Rees did not say anything for several seconds. He understood. Wootten’s wife was seriously ill. Then a young and pretty girl came into the house. Although he hoped he was a better man, he understood the temptation Wootten faced.
‘I see you excuse his behavior,’ Lydia said in a stern voice.
‘No,’ Rees said. ‘I neither excuse nor condone. But I understand it.’
‘A man and his base nature,’ she said in such a judgmental tone he had to pause before he spoke. He did not want to argue with his wife over Wootten.
‘The fight between Jake and his father makes perfect sense,’ Rees said instead. ‘Desire and jealousy are a potent combination. Now I know why, when Hortense ran away, both Jake and his father went searching for her.’

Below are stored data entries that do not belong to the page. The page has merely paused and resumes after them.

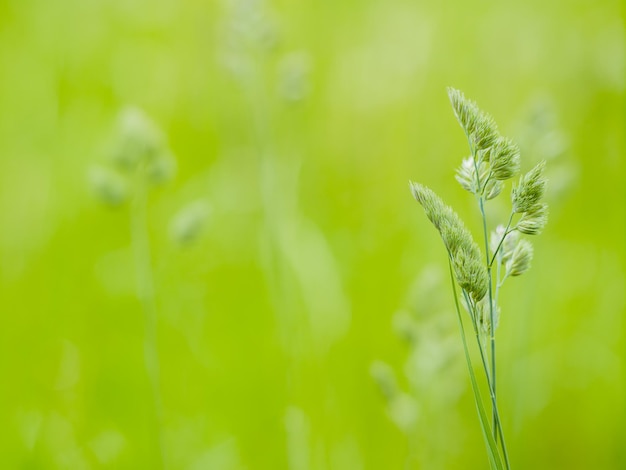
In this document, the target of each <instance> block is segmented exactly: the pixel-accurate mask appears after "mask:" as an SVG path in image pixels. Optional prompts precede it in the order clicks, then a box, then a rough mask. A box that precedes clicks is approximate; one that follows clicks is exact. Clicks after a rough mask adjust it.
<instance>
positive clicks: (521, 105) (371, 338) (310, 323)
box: [0, 0, 626, 470]
mask: <svg viewBox="0 0 626 470" xmlns="http://www.w3.org/2000/svg"><path fill="white" fill-rule="evenodd" d="M624 43H625V35H624V21H623V18H622V16H621V12H620V4H619V2H617V1H608V0H603V1H598V0H593V1H592V0H587V1H581V0H568V1H564V0H563V1H554V2H547V1H539V0H529V1H526V2H491V1H487V0H476V1H474V2H466V1H451V2H439V3H437V2H423V1H409V0H364V1H363V0H359V1H357V0H347V1H342V2H313V1H309V2H305V1H293V0H277V1H275V2H272V3H271V4H269V3H268V4H262V3H260V2H255V1H252V0H251V1H232V2H228V1H224V2H216V1H207V2H202V1H199V0H186V1H175V0H152V1H146V0H109V1H98V0H87V1H85V0H54V1H44V0H3V1H2V2H0V312H1V313H2V327H0V373H1V375H0V377H1V380H0V423H2V426H1V428H0V467H2V468H7V469H8V468H20V469H40V468H41V469H43V468H45V469H48V468H50V469H57V468H58V469H83V468H116V469H117V468H119V469H137V468H159V467H160V466H162V465H163V462H162V461H163V459H164V460H165V467H166V468H170V469H220V470H221V469H225V470H228V469H283V468H284V469H289V470H317V469H356V470H359V469H396V468H398V469H400V468H414V469H418V468H424V469H454V468H463V469H467V468H487V458H486V452H485V450H484V445H483V442H482V437H481V432H480V427H479V424H478V420H477V417H476V412H475V408H474V404H473V399H472V394H471V389H470V387H469V380H468V375H467V371H466V370H465V365H464V359H463V355H462V349H461V347H460V340H459V337H458V330H457V327H456V324H455V318H454V311H453V303H452V298H451V294H450V288H449V285H448V282H447V278H446V272H445V268H446V265H445V252H444V250H443V249H442V247H441V243H440V240H439V239H438V236H437V234H436V232H435V230H434V229H433V228H432V227H431V226H430V224H429V223H428V221H427V219H426V218H425V217H424V215H423V212H422V210H421V208H420V207H419V205H418V204H417V203H416V202H415V201H414V200H413V199H412V198H411V195H410V192H409V190H408V185H407V183H408V180H409V179H412V180H416V181H420V182H422V183H424V184H426V185H428V186H430V187H432V188H433V189H434V190H435V191H437V192H438V193H439V194H440V195H441V196H442V197H443V198H444V199H445V200H446V201H447V202H448V203H450V204H451V205H452V206H453V207H455V209H457V211H458V212H459V213H461V214H462V215H463V217H464V219H466V220H467V222H468V224H469V225H470V227H471V228H472V229H478V228H479V226H478V211H477V209H476V207H475V204H474V201H473V200H472V198H471V196H470V195H469V194H468V193H466V192H464V191H463V190H462V189H461V188H460V186H459V185H458V184H457V183H456V182H455V181H454V179H453V174H454V169H455V168H456V167H457V166H458V165H459V164H460V161H461V159H462V158H463V157H465V156H466V154H467V152H468V151H467V148H466V143H465V140H464V137H463V133H462V131H461V129H460V128H459V126H458V124H457V123H456V122H455V120H454V116H453V113H452V111H451V109H450V106H449V104H448V101H447V96H446V87H447V86H454V87H457V88H460V89H461V90H463V91H464V92H465V93H466V94H467V95H468V96H469V97H471V98H472V99H475V100H477V101H478V103H479V105H480V106H481V107H482V108H484V109H485V110H487V111H489V112H490V113H491V114H493V116H494V117H495V119H496V121H497V122H498V124H499V126H500V129H501V131H502V132H503V133H504V134H505V135H507V136H510V137H511V138H513V139H514V140H516V141H518V142H519V143H520V145H521V147H522V150H523V154H522V158H523V164H522V169H523V170H528V169H529V168H530V167H531V166H532V165H533V164H534V163H536V162H537V161H539V160H541V159H546V160H548V170H547V171H548V177H549V178H550V186H549V194H548V202H549V204H550V208H551V220H550V223H549V225H548V228H547V230H546V231H545V233H544V234H543V235H541V236H540V237H537V238H534V239H533V240H532V241H533V243H534V245H535V261H534V263H533V269H532V270H531V271H530V272H529V273H528V274H526V275H524V276H523V277H521V278H519V279H514V280H512V281H511V282H510V283H509V285H508V286H507V289H506V290H505V291H504V292H503V298H502V307H503V313H502V317H501V323H500V328H499V330H498V338H499V339H498V342H499V343H498V344H499V351H498V361H499V377H498V378H499V401H500V410H501V413H502V416H503V422H504V429H505V434H506V435H507V440H508V442H507V444H508V447H509V452H510V456H511V460H512V462H513V467H514V468H520V469H521V468H533V469H556V468H567V469H590V468H593V469H614V468H626V450H625V449H626V446H625V445H624V439H625V438H624V436H625V435H626V419H625V410H624V397H625V395H626V390H625V386H624V385H625V366H626V359H625V358H626V344H625V325H624V313H625V309H624V235H625V233H624V232H625V227H624V222H625V214H624V209H625V206H626V204H625V202H626V200H625V192H624V183H625V178H624V157H625V150H626V148H625V138H624V129H625V125H624V124H625V122H624V121H625V117H624V115H625V107H624V62H625V46H624ZM127 105H134V106H138V107H140V108H141V109H143V110H144V111H145V112H146V114H147V115H149V116H150V117H151V119H152V120H153V121H154V122H155V123H157V125H158V126H159V127H160V128H161V129H162V131H163V133H164V134H165V135H167V139H168V142H169V148H170V149H171V151H172V153H173V155H175V157H176V160H177V167H178V171H177V173H176V176H175V178H174V179H173V180H172V181H170V182H169V183H167V184H164V185H161V186H159V187H158V188H155V189H154V190H151V191H150V194H149V200H148V224H149V237H150V249H151V258H152V273H153V276H154V284H155V300H156V306H157V327H158V341H159V343H158V357H159V362H160V373H161V383H160V387H159V388H160V393H159V395H160V399H161V402H162V407H161V408H162V409H161V413H160V415H159V414H158V413H157V412H156V409H157V407H156V406H155V400H154V398H153V393H152V390H151V385H150V380H149V376H148V374H147V372H146V366H145V362H144V351H143V348H144V336H145V332H144V327H145V325H144V314H143V313H142V307H141V304H140V302H139V301H138V298H137V288H136V285H135V271H136V267H135V263H134V258H133V252H132V248H131V240H132V236H131V222H130V214H131V213H132V212H131V210H130V206H129V205H128V204H125V205H120V206H119V207H115V208H113V207H109V206H107V205H106V204H102V203H101V201H99V200H98V198H97V197H96V195H95V194H94V191H93V188H92V185H91V184H90V178H89V175H90V171H91V169H92V168H93V167H94V165H96V166H97V165H103V164H106V161H107V156H106V155H107V148H108V146H109V142H110V141H111V139H112V138H113V137H114V136H115V123H116V119H117V116H118V114H119V112H120V110H121V109H123V108H124V107H125V106H127ZM103 162H104V163H103ZM500 199H501V200H499V201H498V200H496V201H495V202H494V203H493V207H492V212H490V218H491V219H492V220H495V219H496V217H498V218H502V217H505V215H506V213H507V204H508V201H507V197H506V196H504V197H501V198H500ZM197 201H201V204H203V206H202V207H206V208H208V217H207V218H206V221H205V223H204V227H203V230H202V231H201V232H200V233H198V234H197V237H196V238H195V240H193V243H186V244H183V245H184V246H181V243H177V242H176V237H174V239H172V236H171V233H172V223H173V222H172V221H173V220H180V215H178V216H177V214H180V213H181V212H180V211H181V210H183V211H184V210H185V208H186V207H188V206H189V204H194V203H196V204H197ZM195 207H197V206H195ZM184 213H185V212H183V214H184ZM177 217H178V218H177ZM175 223H176V222H174V224H175ZM175 227H176V226H174V230H175ZM475 233H476V234H477V235H478V234H479V232H478V231H477V230H476V231H475ZM179 241H180V240H179ZM407 322H409V323H407ZM407 325H409V326H410V328H413V331H414V333H415V335H414V336H415V338H416V339H415V338H414V341H413V343H411V344H408V343H407V342H406V341H404V340H403V339H402V338H401V337H400V336H402V335H399V334H398V330H400V333H401V332H402V331H405V332H406V328H407V327H409V326H407ZM376 361H379V362H376ZM380 361H382V362H380ZM383 362H384V363H385V364H386V365H384V364H383ZM373 363H375V364H376V366H375V367H374V371H378V373H380V372H381V371H384V372H385V373H389V374H391V373H393V374H395V376H396V377H397V381H398V387H400V388H401V390H403V393H404V394H402V395H400V399H399V400H396V401H394V402H392V403H387V402H386V401H385V399H384V396H383V395H382V394H381V393H380V391H379V389H378V386H377V384H376V382H375V381H374V380H373V378H372V376H371V374H370V369H371V367H372V364H373ZM379 375H380V374H379ZM162 455H163V456H164V457H162Z"/></svg>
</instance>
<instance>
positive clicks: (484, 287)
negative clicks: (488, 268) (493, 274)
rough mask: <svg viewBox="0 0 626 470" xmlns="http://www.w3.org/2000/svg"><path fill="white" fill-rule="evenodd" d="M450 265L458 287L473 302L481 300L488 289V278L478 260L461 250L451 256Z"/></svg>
mask: <svg viewBox="0 0 626 470" xmlns="http://www.w3.org/2000/svg"><path fill="white" fill-rule="evenodd" d="M476 248H478V247H476ZM472 251H473V250H472ZM452 263H453V267H454V273H455V276H456V280H457V282H458V283H459V285H460V286H461V287H462V288H463V289H465V290H466V291H467V292H468V293H469V294H470V295H471V296H472V298H473V299H474V300H476V301H478V300H481V299H482V298H483V297H484V296H485V294H486V293H487V289H488V288H489V276H488V274H487V269H486V268H485V266H484V265H483V263H482V262H481V260H480V258H478V259H477V258H476V256H475V253H473V252H468V251H466V250H464V249H461V250H458V251H457V252H456V253H455V254H453V255H452Z"/></svg>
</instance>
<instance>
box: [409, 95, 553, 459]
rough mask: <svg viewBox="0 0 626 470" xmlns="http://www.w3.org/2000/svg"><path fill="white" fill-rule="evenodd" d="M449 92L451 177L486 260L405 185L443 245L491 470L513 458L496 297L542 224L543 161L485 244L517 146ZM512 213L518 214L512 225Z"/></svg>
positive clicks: (516, 193)
mask: <svg viewBox="0 0 626 470" xmlns="http://www.w3.org/2000/svg"><path fill="white" fill-rule="evenodd" d="M448 95H449V98H450V102H451V104H452V107H453V110H454V113H455V115H456V118H457V120H458V121H459V124H460V125H461V127H462V128H463V130H464V132H465V135H466V137H467V141H468V144H469V148H470V152H471V155H470V156H469V157H468V158H466V159H465V160H464V161H463V164H462V165H461V167H460V168H459V170H458V171H457V175H456V179H457V180H458V181H459V183H460V184H461V186H462V187H463V188H464V189H466V190H468V191H469V192H471V193H472V194H473V195H474V196H475V198H476V200H477V202H478V207H479V209H480V215H481V219H482V232H483V239H484V251H485V253H484V261H483V256H482V255H481V253H480V249H479V247H478V245H477V244H476V242H475V241H474V240H473V238H472V236H471V233H470V232H469V231H468V230H467V228H466V227H465V225H464V224H463V222H462V220H461V219H460V218H459V216H458V215H457V214H456V213H455V212H454V211H453V210H452V209H451V208H450V207H449V206H447V205H445V204H444V203H443V201H442V200H441V199H440V198H439V197H438V196H437V195H436V194H435V193H434V192H433V191H431V190H430V189H429V188H427V187H425V186H422V185H421V184H419V183H413V182H411V183H410V187H411V191H412V193H413V196H414V197H415V199H416V200H417V201H418V202H419V203H420V204H421V205H422V206H423V208H424V210H425V212H426V215H427V217H428V218H429V219H430V221H431V222H432V223H433V225H434V226H435V227H436V228H437V230H438V231H439V232H440V235H441V237H442V239H443V242H444V245H445V247H446V251H447V254H448V267H449V271H450V280H451V284H452V292H453V296H454V304H455V309H456V314H457V319H458V323H459V328H460V332H461V339H462V343H463V349H464V352H465V358H466V362H467V367H468V370H469V374H470V381H471V384H472V390H473V393H474V401H475V404H476V408H477V411H478V415H479V420H480V424H481V428H482V432H483V437H484V439H485V443H486V446H487V451H488V456H489V461H490V465H491V468H492V469H493V468H495V469H507V470H508V469H510V462H509V456H508V452H507V447H506V443H505V439H504V433H503V430H502V423H501V419H500V413H499V411H498V404H497V392H496V339H495V330H496V327H497V325H498V321H499V308H498V297H499V293H500V289H501V287H502V285H503V284H504V281H505V280H506V279H507V278H508V277H514V276H519V275H521V274H523V273H524V272H525V271H526V270H528V269H529V267H530V262H531V260H532V256H533V250H532V245H531V244H530V243H529V242H528V241H527V240H525V239H521V238H520V236H519V235H520V234H526V235H537V234H539V233H540V232H541V231H542V229H543V227H544V226H545V224H546V223H547V205H546V204H545V203H543V202H541V199H542V198H543V196H544V193H545V186H546V180H545V178H544V177H543V169H544V163H543V162H541V163H539V164H538V165H537V166H535V167H534V168H533V169H532V170H530V171H529V172H528V173H527V174H525V175H523V176H522V177H521V178H520V180H519V183H518V185H517V186H515V187H514V188H513V190H512V192H511V202H512V209H511V213H510V216H509V218H508V222H507V224H506V226H502V225H500V226H498V227H497V228H496V229H495V230H494V231H493V232H492V234H491V242H490V237H489V232H488V228H487V226H488V224H487V216H486V212H485V204H486V202H487V200H490V199H493V198H495V197H497V196H498V195H499V194H500V193H501V191H502V189H503V182H504V181H505V180H508V179H510V178H512V177H513V176H515V175H516V174H517V173H518V172H519V166H520V164H519V160H520V154H519V148H518V147H517V145H515V144H514V143H513V142H512V141H511V140H510V139H507V138H505V137H502V136H500V134H499V131H498V129H497V126H496V124H495V121H494V120H493V118H492V117H491V116H490V115H488V114H487V113H485V112H483V111H481V110H480V108H478V106H477V105H476V103H474V102H473V101H470V100H468V99H467V98H465V96H464V95H463V93H461V92H460V91H458V90H455V89H452V88H449V89H448ZM516 214H518V215H521V217H519V218H518V221H517V223H515V224H513V221H514V218H515V216H516ZM494 264H495V266H494ZM494 267H495V279H494V272H493V271H494ZM503 267H504V273H503V272H502V268H503ZM457 284H458V286H457ZM494 284H495V286H494ZM459 291H460V294H461V295H460V296H459ZM460 298H461V299H462V305H463V306H464V307H465V309H466V310H467V312H468V314H469V317H470V320H471V326H472V329H473V332H474V336H475V338H476V344H477V347H478V351H479V354H480V362H481V365H482V369H483V372H484V375H485V379H486V382H487V386H488V391H489V398H490V402H491V424H490V419H489V416H488V414H487V410H486V409H485V406H484V402H483V398H482V395H481V392H480V386H479V382H478V379H477V377H476V372H475V370H474V366H473V363H472V359H471V355H470V348H469V345H468V341H467V334H468V333H466V328H465V325H464V321H463V315H462V314H461V302H460V301H459V299H460ZM485 304H487V305H485Z"/></svg>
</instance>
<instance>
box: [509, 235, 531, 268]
mask: <svg viewBox="0 0 626 470" xmlns="http://www.w3.org/2000/svg"><path fill="white" fill-rule="evenodd" d="M532 259H533V246H532V245H531V243H530V242H529V241H528V240H524V239H521V240H519V241H518V243H517V246H516V247H515V250H514V251H513V254H512V255H511V258H510V259H509V260H508V261H507V263H506V272H507V274H508V275H509V276H520V275H522V274H524V273H525V272H526V271H528V269H530V263H531V261H532Z"/></svg>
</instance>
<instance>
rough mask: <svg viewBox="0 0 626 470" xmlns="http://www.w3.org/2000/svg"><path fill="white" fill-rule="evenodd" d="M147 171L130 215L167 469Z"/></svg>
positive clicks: (139, 294) (160, 427)
mask: <svg viewBox="0 0 626 470" xmlns="http://www.w3.org/2000/svg"><path fill="white" fill-rule="evenodd" d="M144 174H145V168H143V165H142V167H140V168H139V169H138V171H137V174H136V177H135V194H134V198H133V201H132V208H131V211H130V226H131V242H132V247H133V258H134V263H135V276H136V283H137V297H138V299H139V301H140V302H141V306H142V309H143V314H144V361H145V366H146V373H147V375H148V380H149V381H150V389H151V393H152V401H153V403H154V411H155V415H156V420H157V426H156V434H157V440H158V444H159V453H160V466H161V468H167V464H166V462H167V458H166V452H165V442H164V437H163V399H162V396H161V369H160V364H159V350H158V332H157V318H158V310H157V305H156V298H155V287H154V275H153V271H152V260H151V254H150V237H149V234H148V213H147V200H148V188H147V184H146V180H145V176H144Z"/></svg>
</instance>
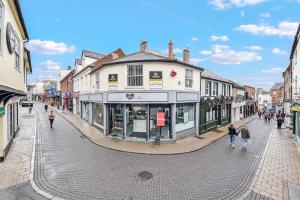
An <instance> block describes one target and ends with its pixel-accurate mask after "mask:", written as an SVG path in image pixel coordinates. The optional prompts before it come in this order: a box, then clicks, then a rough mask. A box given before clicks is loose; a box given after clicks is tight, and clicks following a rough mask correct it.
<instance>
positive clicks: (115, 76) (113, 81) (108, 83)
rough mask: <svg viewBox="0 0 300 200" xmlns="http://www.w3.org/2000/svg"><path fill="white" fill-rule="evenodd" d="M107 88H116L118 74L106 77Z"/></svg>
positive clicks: (116, 85) (108, 75)
mask: <svg viewBox="0 0 300 200" xmlns="http://www.w3.org/2000/svg"><path fill="white" fill-rule="evenodd" d="M108 87H110V88H115V87H118V74H109V75H108Z"/></svg>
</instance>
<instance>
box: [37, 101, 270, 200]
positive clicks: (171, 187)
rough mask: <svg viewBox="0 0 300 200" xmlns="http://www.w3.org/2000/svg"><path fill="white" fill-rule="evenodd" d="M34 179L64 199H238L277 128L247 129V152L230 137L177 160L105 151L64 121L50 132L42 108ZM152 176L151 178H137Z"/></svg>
mask: <svg viewBox="0 0 300 200" xmlns="http://www.w3.org/2000/svg"><path fill="white" fill-rule="evenodd" d="M38 120H39V121H40V123H39V126H38V133H37V144H36V145H37V146H36V162H35V172H34V180H35V182H36V184H37V186H38V187H39V188H40V189H42V190H44V191H45V192H48V193H50V194H52V195H54V196H57V197H61V198H65V199H114V200H115V199H132V200H133V199H195V200H196V199H197V200H199V199H236V198H238V197H239V196H240V195H242V194H243V193H244V192H246V191H247V190H248V187H249V185H250V183H251V181H252V178H253V177H254V175H255V170H256V167H257V165H258V163H259V161H260V157H261V154H262V152H263V150H264V147H265V144H266V142H267V138H268V136H269V134H270V131H271V129H272V128H273V125H272V124H265V123H264V122H263V121H262V120H261V121H260V120H254V121H253V122H251V123H250V124H249V125H248V126H249V128H250V131H251V132H252V143H251V144H250V146H249V149H248V151H247V152H244V151H241V150H240V149H239V148H236V149H235V150H232V149H230V148H229V145H228V144H227V143H228V138H227V137H225V138H222V139H221V140H219V141H217V142H215V143H213V144H211V145H209V146H207V147H205V148H203V149H201V150H200V151H196V152H192V153H187V154H179V155H142V154H132V153H125V152H119V151H114V150H109V149H105V148H101V147H99V146H96V145H94V144H93V143H91V142H90V141H89V140H88V139H87V138H86V137H84V136H83V135H82V134H81V133H80V132H79V131H78V130H77V129H75V128H74V127H73V126H72V125H71V124H69V123H68V122H67V121H66V120H65V119H64V118H62V117H61V116H59V115H58V116H56V119H55V122H54V128H53V129H52V130H51V129H50V128H49V124H48V120H47V114H46V113H45V112H44V111H43V110H42V107H41V106H39V117H38ZM142 171H148V172H151V173H152V174H153V178H152V179H150V180H148V181H145V180H143V179H139V178H138V174H139V172H142Z"/></svg>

Lydia nodded, lifting her eyes from the beets. ‘Then Mr Wootten saw the Shaker Sister and thought she was Hortense,’ she said; almost, Rees thought, with relief. ‘He rushed up and tried to strangle her.’
‘He said he never went to Zion,’ Rees said. Lydia sniffed disbelievingly. ‘And he would have known he had the wrong woman when he saw her face. He should have left her alive.’
‘Unless he didn’t want her to tell anyone he’d been there.’
Rees considered the defiant man in jail with his damn-your-eyes attitude. ‘Would he care?’ He shook his head. ‘I don’t think so. Wootten has no reputation to protect.’